Querelen in Mönsheim Mit den Höflichkeiten ist es vorbei
In Mönsheim beharken sich der Bürgermeister und seine Gemeinderäte unentwegt. Das schadet am Ende allen, findet unsere Redakteurin Kathrin Klette.
In Mönsheim beharken sich der Bürgermeister und seine Gemeinderäte unentwegt. Das schadet am Ende allen, findet unsere Redakteurin Kathrin Klette.
Es ist ein bisschen wie mit der Henne und dem Ei. Was war zuerst da? Hat das fehlende Vertrauen in einen jungen Bürgermeister, das mit einer falschen Berufsbezeichnung begann, mit sichtbaren Defiziten in den Sitzungsvorbereitungen einen Kontrollzwang beim Mönsheimer Gemeinderat ausgelöst? Oder war es erst dieses ausgeprägte Kontrollbedürfnis, das das Hineinwachsen in dieses herausfordernde Amt für Michael Maurer bis heute so erschwert?

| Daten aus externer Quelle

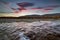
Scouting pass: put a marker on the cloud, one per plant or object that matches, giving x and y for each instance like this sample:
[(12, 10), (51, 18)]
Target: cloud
[(25, 4)]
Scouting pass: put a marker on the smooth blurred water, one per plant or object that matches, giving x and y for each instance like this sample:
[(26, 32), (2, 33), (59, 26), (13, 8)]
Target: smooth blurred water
[(36, 26)]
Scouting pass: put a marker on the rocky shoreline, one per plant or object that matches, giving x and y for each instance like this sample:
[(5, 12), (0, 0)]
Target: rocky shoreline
[(38, 30)]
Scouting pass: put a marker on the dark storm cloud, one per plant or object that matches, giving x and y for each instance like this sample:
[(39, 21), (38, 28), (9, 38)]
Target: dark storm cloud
[(25, 4), (54, 6)]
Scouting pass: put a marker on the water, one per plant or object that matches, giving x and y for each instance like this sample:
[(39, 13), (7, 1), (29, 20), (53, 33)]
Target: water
[(14, 29)]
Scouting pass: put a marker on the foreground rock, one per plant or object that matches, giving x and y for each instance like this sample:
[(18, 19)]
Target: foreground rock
[(38, 30)]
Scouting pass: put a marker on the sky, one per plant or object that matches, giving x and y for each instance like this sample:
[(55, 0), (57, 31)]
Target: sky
[(29, 7)]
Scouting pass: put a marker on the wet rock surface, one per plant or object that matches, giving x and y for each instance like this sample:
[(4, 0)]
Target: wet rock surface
[(38, 30)]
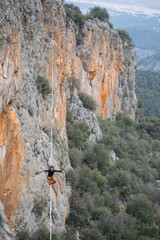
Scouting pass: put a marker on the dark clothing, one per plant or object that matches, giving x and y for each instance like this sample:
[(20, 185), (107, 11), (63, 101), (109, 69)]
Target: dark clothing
[(50, 173)]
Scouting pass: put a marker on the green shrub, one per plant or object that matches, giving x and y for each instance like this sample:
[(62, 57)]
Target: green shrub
[(97, 157), (124, 35), (152, 126), (92, 234), (41, 234), (73, 84), (100, 13), (80, 208), (141, 208), (122, 180), (87, 101), (43, 85), (70, 233), (23, 235), (78, 134), (74, 13)]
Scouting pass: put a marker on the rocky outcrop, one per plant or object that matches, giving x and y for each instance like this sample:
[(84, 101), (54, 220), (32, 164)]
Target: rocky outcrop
[(81, 114), (36, 47), (5, 233), (105, 68)]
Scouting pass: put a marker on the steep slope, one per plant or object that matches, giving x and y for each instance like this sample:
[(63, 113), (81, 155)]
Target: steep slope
[(37, 48)]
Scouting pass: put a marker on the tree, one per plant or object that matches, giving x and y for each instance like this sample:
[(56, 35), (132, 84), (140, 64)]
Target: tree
[(100, 13), (141, 208)]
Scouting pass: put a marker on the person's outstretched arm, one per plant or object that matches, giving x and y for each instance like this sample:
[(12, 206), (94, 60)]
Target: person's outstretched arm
[(58, 171)]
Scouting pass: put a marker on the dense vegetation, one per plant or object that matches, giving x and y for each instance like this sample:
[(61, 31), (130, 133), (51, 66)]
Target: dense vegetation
[(124, 35), (147, 90), (115, 199), (78, 18), (150, 63)]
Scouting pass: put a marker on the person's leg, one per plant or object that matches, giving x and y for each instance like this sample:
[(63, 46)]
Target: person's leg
[(53, 180), (50, 181)]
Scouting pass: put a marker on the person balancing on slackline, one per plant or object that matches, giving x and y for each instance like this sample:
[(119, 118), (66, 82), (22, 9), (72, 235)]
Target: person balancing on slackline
[(50, 177)]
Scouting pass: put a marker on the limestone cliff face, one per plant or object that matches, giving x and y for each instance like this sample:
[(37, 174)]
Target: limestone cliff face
[(106, 70), (35, 44)]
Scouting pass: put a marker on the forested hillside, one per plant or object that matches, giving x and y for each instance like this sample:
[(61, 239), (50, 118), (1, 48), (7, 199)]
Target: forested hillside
[(148, 90), (114, 191), (150, 63)]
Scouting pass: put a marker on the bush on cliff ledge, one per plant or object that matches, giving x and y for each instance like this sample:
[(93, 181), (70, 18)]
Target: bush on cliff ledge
[(100, 13)]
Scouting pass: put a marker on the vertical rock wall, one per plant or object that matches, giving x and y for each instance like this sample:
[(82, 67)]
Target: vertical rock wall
[(34, 42)]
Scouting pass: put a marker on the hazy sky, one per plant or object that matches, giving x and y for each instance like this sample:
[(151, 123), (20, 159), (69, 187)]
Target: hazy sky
[(149, 7)]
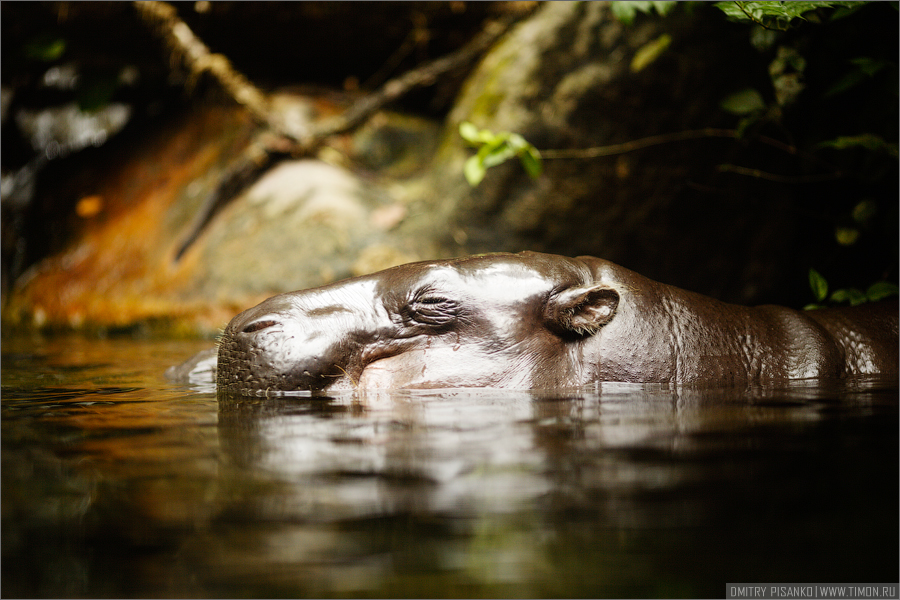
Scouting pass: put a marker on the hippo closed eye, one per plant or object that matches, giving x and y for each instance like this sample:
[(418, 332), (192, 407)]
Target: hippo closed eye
[(533, 320)]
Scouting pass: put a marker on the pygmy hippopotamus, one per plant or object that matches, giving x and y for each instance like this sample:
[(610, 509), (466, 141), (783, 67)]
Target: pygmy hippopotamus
[(534, 320)]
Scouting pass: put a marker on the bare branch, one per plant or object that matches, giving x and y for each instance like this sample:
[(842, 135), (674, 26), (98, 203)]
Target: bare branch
[(198, 58)]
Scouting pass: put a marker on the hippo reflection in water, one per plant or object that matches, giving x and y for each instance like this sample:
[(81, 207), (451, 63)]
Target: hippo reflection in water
[(533, 320)]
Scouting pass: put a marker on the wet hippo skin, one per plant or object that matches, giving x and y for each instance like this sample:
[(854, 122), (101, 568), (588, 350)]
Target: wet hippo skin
[(533, 320)]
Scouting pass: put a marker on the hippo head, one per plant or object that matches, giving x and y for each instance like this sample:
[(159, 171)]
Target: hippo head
[(495, 320)]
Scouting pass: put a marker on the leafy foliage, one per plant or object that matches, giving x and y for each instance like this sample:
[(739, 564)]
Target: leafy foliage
[(877, 291), (776, 15), (497, 148)]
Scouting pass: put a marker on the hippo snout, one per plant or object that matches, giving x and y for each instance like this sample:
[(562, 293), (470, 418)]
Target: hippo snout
[(282, 345)]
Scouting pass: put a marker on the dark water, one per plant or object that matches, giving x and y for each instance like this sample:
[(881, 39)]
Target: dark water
[(117, 483)]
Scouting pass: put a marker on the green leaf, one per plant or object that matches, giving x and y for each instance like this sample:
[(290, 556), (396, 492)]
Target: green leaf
[(773, 15), (649, 52), (818, 285), (881, 290), (744, 102), (846, 236), (45, 48)]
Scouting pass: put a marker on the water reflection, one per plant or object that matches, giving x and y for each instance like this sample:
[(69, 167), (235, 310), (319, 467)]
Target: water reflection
[(116, 483)]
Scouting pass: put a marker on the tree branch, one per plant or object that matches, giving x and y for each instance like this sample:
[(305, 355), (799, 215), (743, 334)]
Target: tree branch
[(279, 137), (198, 58)]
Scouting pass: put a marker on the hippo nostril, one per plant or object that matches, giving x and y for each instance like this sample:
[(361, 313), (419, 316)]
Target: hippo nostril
[(258, 325)]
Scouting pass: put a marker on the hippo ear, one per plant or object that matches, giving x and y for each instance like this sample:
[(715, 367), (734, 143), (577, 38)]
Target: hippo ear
[(582, 309)]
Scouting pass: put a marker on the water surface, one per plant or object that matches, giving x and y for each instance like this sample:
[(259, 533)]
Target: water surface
[(116, 482)]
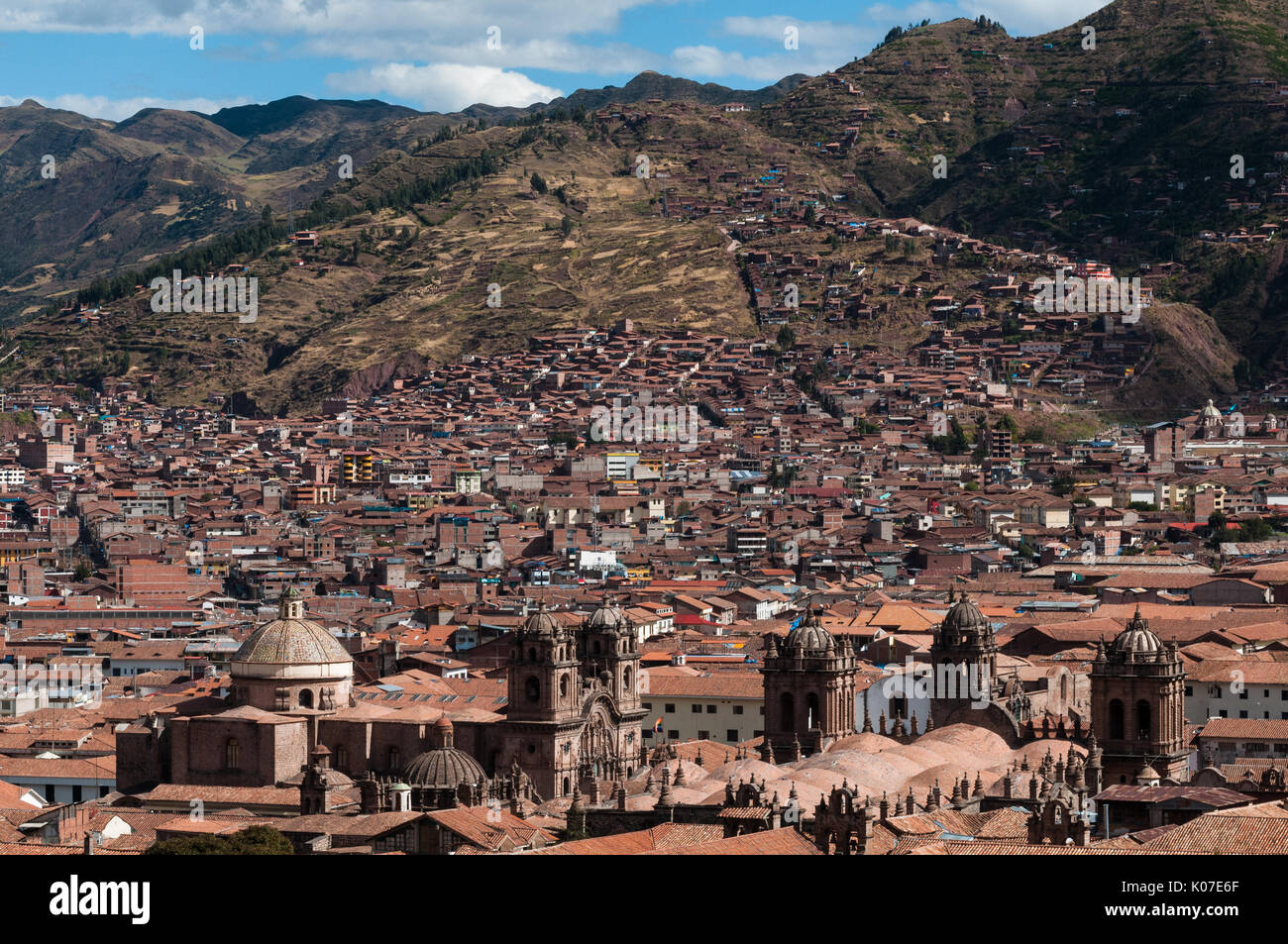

Der Sitzungsverlauf am Donnerstagabend spricht jedenfalls Bände darüber, was in Mönsheim gerade verkehrt läuft. Im einen Moment hält Michael Maurer eine Wutrede in Sachen Kinderbetreuung und verlangt dann eine sofortige Abstimmung ohne weitere Wortbeiträge. Im nächsten wird er von links und rechts zu banalen Themen „angemault“. Über den Austausch von Höflichkeiten ist man längst hinaus, Bürgermeister und Gemeinderäte beharken sich ohne Unterlass.
Das ist so schädlich, wie es nur sein kann. Menschlich, aber ebenso für die Gemeinde. Ein sachliches Zusammenarbeiten scheint zwischenzeitlich unmöglich geworden zu sein – und das nicht erst seit dem Disziplinarverfahren gegen Maurer, das der Gemeinderat durch Beschwerden beim Landratsamt erwirkt hat. Ob dessen Ausgang den erhofften Wandel bringt? Oder die Kommunalwahl im Juni? In Anbetracht der verhärteten Fronten darf das bezweifelt werden.
Der Bürgermeister scheint darauf erpicht zu sein, alles alleine schaffen zu wollen. Die Folgen sind unvollständige Sitzungsunterlagen und Beschlussvorschläge mit Formulierungen wie: „Die Verwaltung hätte eine vorherige Absprache als unschädlich empfunden“. Fachkräfte aus dem Rathaus kommen eher selten zu Wort. Verantwortung an seine Amtsleiter abzugeben, die bereits viele Jahre Erfahrung mitbringen, ist kein Zeichen von Schwäche, sondern von Vertrauen.
Der Gemeinderat dagegen kann nicht aufhören, sich an jeder noch so banalen Kleinigkeit abzuarbeiten, und seien es Küchenschubladen. Und das gegenüber Bürgermeister Maurer manchmal in einem Tonfall, der eine offene Diskussion unmöglich macht. Wenn die Beteiligten in Mönsheim nicht lernen, auch mal loszulassen, werden das bis 2030 ein paar sehr lange Jahre werden.